TL;DR
If your data needs to be correct, you need to enforce the constraints, and if you need to enforce the constraints, letting the database do it for you will be faster than anything else (and likely more correct too).
Example
Attempting to enforce something like key uniqueness at the application-level can be done correctly or quickly, but not both. For example, let's say you want to insert a new row. A naive application-level algorithm could look something like this:
- Search the table for the (key fields of) new row.
- If not found, insert the new row.
And that would actually work in a single-client / single-threaded environment. However, in a concurrent environment, some other client could write that same key value in between your steps 1 and 2, and presto: you have yourself a duplicate in your data without even knowing it!

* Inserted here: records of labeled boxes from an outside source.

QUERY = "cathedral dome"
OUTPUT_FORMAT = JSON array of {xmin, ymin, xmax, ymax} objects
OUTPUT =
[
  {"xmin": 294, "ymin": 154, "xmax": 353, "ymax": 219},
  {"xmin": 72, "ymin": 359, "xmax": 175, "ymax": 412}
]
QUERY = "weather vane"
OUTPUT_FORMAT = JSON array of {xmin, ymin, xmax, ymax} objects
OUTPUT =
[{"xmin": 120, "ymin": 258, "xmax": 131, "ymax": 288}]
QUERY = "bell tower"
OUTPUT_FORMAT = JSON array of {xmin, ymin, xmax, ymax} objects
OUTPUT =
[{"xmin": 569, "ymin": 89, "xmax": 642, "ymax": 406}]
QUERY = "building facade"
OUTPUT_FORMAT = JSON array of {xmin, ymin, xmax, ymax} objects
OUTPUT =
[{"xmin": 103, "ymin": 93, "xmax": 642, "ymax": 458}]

To prevent such a race condition, you'd have to use some form of locking, and since you are inserting a new row, there is no row to lock yet - you'll likely end-up locking the entire table, destroying scalability in the process.
OTOH, if you let the DBMS do it for you, it can do it in a special way without too much locking, which has been tested and double-tested for correctness in all the tricky concurrent edge cases, and whose performance has been optimized over the time the DBMS has been on the market.
Similar concerns exist for foreign keys as well.
So yeah, if your application is the only one accessing the database (e.g. when using an embedded database), you may get away with application-level enforcement, although why would you if the DBMS can do it for you?
But in a concurrent environment, leave keys and foreign keys to the database - you'll have plenty of work anyway, enforcing your custom "business logic" (that is not directly "declarable" in the DBMS) in a way that is both correct and performant...
That being said, feel free to perform any application-level "pre-checks" that benefit your user experience. But do them in addition to database-level constraints, not instead of them.